Si tratta della seconda chiusura in un breve arco di tempo, un disservizio che riaccende il dibattito sulla mancanza di opere di difesa stabili, ormai indispensabili per la gestione di questo valico internazionale. L’imbocco del tunnel e il tratto della strada Dipartimentale restano infatti esposti a valanghe di grandi dimensioni, fenomeni che storicamente hanno già compromesso più volte la viabilità della zona.
Per far fronte a questa criticità, Anas ha stanziato 6 milioni di euro all’interno del nuovo progetto del Tenda, incaricando nel 2022 il geologo Andrea Valenti Arnaldi e l’impresa Edilmaco di studiare una soluzione definitiva.

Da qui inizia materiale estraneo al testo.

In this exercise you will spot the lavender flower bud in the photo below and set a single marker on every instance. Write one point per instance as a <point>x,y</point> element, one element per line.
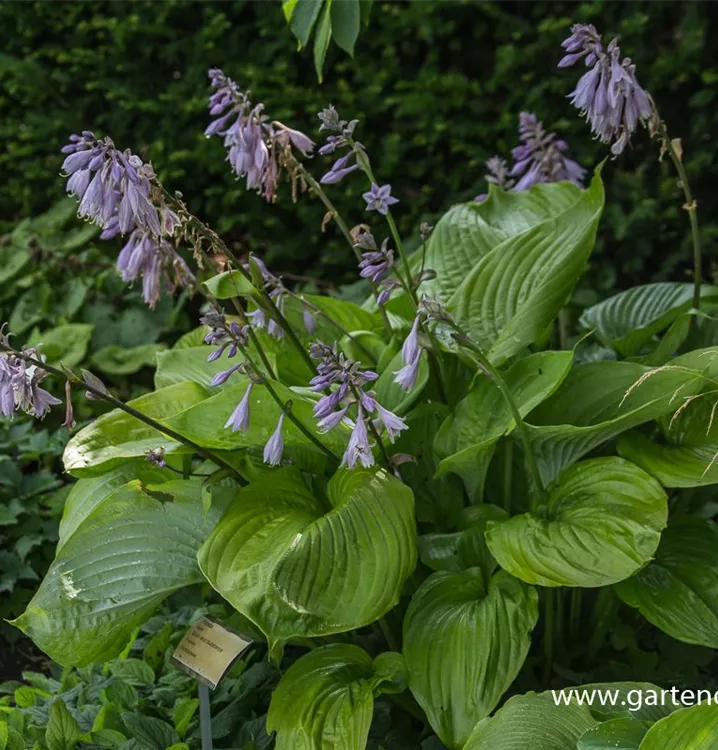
<point>379,199</point>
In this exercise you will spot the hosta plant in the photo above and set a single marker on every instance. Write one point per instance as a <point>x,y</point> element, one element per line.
<point>435,494</point>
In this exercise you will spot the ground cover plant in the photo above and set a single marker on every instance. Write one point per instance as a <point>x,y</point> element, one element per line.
<point>428,496</point>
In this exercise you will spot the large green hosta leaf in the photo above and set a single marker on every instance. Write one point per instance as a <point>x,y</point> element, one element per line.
<point>602,522</point>
<point>297,564</point>
<point>678,591</point>
<point>115,437</point>
<point>600,400</point>
<point>464,643</point>
<point>630,319</point>
<point>532,721</point>
<point>616,734</point>
<point>684,452</point>
<point>325,701</point>
<point>123,559</point>
<point>467,439</point>
<point>511,294</point>
<point>690,729</point>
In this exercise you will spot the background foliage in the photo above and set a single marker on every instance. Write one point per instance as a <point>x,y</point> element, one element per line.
<point>437,84</point>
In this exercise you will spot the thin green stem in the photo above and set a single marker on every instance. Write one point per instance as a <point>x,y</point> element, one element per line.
<point>110,399</point>
<point>317,189</point>
<point>690,206</point>
<point>286,407</point>
<point>575,613</point>
<point>493,374</point>
<point>548,637</point>
<point>366,168</point>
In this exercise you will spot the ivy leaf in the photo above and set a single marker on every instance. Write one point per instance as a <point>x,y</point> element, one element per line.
<point>326,699</point>
<point>601,523</point>
<point>346,21</point>
<point>532,721</point>
<point>298,565</point>
<point>464,643</point>
<point>96,593</point>
<point>678,591</point>
<point>688,729</point>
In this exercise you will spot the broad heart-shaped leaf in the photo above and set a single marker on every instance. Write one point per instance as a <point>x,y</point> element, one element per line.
<point>467,439</point>
<point>464,643</point>
<point>204,423</point>
<point>678,591</point>
<point>684,449</point>
<point>629,319</point>
<point>325,701</point>
<point>300,565</point>
<point>65,344</point>
<point>689,729</point>
<point>117,436</point>
<point>599,400</point>
<point>624,733</point>
<point>126,556</point>
<point>87,494</point>
<point>601,523</point>
<point>535,722</point>
<point>512,294</point>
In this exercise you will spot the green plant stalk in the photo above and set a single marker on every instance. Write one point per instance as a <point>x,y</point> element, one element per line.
<point>366,168</point>
<point>548,635</point>
<point>508,474</point>
<point>493,374</point>
<point>106,396</point>
<point>317,189</point>
<point>575,612</point>
<point>691,207</point>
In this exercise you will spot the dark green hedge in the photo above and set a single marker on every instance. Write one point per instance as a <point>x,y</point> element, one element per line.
<point>437,84</point>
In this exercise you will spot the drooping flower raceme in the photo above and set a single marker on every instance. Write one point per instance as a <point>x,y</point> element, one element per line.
<point>539,157</point>
<point>609,93</point>
<point>376,264</point>
<point>379,199</point>
<point>346,383</point>
<point>343,138</point>
<point>115,192</point>
<point>20,384</point>
<point>256,147</point>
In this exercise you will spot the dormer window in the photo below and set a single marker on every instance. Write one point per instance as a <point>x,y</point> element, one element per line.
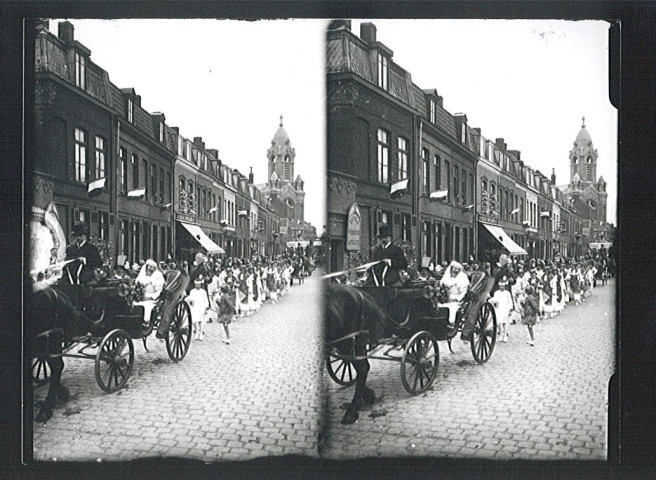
<point>130,111</point>
<point>383,71</point>
<point>80,71</point>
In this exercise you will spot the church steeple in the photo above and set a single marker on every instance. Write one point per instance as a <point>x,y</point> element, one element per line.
<point>281,155</point>
<point>583,157</point>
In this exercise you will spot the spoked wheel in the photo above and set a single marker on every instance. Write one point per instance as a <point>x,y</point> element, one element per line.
<point>178,337</point>
<point>341,371</point>
<point>114,360</point>
<point>419,363</point>
<point>484,337</point>
<point>40,370</point>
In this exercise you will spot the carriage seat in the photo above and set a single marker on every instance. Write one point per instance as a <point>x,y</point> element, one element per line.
<point>477,281</point>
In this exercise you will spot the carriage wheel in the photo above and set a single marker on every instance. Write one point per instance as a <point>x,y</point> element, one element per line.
<point>178,337</point>
<point>341,371</point>
<point>40,370</point>
<point>114,360</point>
<point>484,337</point>
<point>421,357</point>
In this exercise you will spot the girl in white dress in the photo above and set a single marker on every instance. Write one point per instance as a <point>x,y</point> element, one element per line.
<point>199,303</point>
<point>503,303</point>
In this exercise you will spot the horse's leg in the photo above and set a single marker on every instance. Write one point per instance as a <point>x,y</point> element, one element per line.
<point>45,412</point>
<point>362,369</point>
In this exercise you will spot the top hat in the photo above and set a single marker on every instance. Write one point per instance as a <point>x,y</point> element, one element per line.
<point>80,229</point>
<point>384,231</point>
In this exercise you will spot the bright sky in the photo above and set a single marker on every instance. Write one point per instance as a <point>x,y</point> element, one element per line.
<point>228,82</point>
<point>529,82</point>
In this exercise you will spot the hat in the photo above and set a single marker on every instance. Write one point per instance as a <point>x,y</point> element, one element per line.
<point>80,229</point>
<point>384,231</point>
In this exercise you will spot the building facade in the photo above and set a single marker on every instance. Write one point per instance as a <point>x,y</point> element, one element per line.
<point>136,182</point>
<point>396,157</point>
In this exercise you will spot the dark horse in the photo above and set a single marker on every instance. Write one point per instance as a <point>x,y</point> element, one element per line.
<point>53,321</point>
<point>353,321</point>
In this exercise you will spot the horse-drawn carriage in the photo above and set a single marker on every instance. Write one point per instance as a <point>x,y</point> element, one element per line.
<point>402,325</point>
<point>115,323</point>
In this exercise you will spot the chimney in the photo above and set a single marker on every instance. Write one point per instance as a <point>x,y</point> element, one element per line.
<point>500,144</point>
<point>368,32</point>
<point>66,31</point>
<point>335,24</point>
<point>198,141</point>
<point>42,23</point>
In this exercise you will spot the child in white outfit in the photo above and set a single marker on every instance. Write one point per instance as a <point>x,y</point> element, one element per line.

Il piano tecnico prevedeva l’installazione di reti modulari per uno sviluppo di circa 7 chilometri, con altezze variabili tra i 2 e i 3 metri. Tuttavia, a causa di divergenze tecniche e ambientali, il progetto non ha ottenuto la validazione da parte dei tecnici francesi ed è stato momentaneamente accantonato. Le nevicate consistenti della stagione in corso rinnovano l’urgenza di risolvere il nodo sicurezza per un’arteria strategica come quella del Tenda.
Il tunnel, la domenica e nei festivi, è aperto alla viabilità dalle 6 alle 23 e gli altri giorni dalle 6 alle 21 sino all’11 gennaio compreso.